MILAN — Net profit at Benetton rose 11.5 percent in 1996 to $148.2 million (246 billion lire), as sales declined 2.3 percent to $1.75 billion (2.9 trillion lire).
The sales decline was attributed chiefly to the strengthened lira, according to Carlo Gilardi, Benetton’s managing director. This also hit operating profit, which fell 9.5 percent to $242.2 million (402 billion lire).
Despite the drop in sales and operating profit, “Benetton was able to achieve a rise in net profit because of a successful foreign exchange hedging program,” said Paul Gordon, an analyst for IMI Sigeco.
Also, for the first time Benetton’s net debt dropped to zero last year; at the same time, cash on hand hit $80.1 million (133 billion lire).
Commenting on the results, Gilardi said, “We’re very happy that net profit rose despite last year’s strong lira.
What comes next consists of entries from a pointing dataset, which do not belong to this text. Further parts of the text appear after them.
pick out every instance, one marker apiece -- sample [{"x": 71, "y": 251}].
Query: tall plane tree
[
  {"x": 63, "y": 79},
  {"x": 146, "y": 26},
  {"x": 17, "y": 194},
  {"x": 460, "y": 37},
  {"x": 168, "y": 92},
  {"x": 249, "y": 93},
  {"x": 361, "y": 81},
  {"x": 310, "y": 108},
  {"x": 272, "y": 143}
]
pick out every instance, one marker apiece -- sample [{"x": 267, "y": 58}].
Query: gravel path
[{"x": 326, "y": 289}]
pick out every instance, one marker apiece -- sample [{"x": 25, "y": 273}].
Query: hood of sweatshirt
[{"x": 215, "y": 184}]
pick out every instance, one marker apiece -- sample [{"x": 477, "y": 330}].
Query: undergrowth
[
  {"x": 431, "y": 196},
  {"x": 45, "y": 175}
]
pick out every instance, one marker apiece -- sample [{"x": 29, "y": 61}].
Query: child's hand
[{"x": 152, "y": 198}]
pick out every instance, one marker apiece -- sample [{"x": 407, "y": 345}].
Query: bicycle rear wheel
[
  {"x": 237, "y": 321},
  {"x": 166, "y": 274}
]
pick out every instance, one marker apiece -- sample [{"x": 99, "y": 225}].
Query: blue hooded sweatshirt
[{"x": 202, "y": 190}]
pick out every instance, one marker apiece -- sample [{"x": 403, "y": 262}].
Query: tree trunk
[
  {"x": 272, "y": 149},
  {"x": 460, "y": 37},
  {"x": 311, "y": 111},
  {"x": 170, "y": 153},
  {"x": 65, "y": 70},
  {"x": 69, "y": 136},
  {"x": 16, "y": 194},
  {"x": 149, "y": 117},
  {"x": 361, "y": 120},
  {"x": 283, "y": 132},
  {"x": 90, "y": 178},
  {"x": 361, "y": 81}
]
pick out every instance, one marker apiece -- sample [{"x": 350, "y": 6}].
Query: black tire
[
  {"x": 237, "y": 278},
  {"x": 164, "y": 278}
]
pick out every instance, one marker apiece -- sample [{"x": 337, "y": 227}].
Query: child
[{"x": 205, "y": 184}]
We’re also excited about the cash reserves, which we are considering using to acquire a new company.”
Gilardi said Benetton was looking at a number of possible acquisitions; one of them is Benetton Sportsystem, which is wholly controlled by Edizione Holding SpA, the Benetton family’s holding company.
Benetton Sportsystem controls or holds majority stakes in sports equipment companies including Nordica, Prince and Rollerblade. Its sales in 1995 came to approximately $843 million (1.4 trillion lire).
Gordon observed that Benetton’s results in general, and especially the cash on hand, showed the company was “supremely efficient.”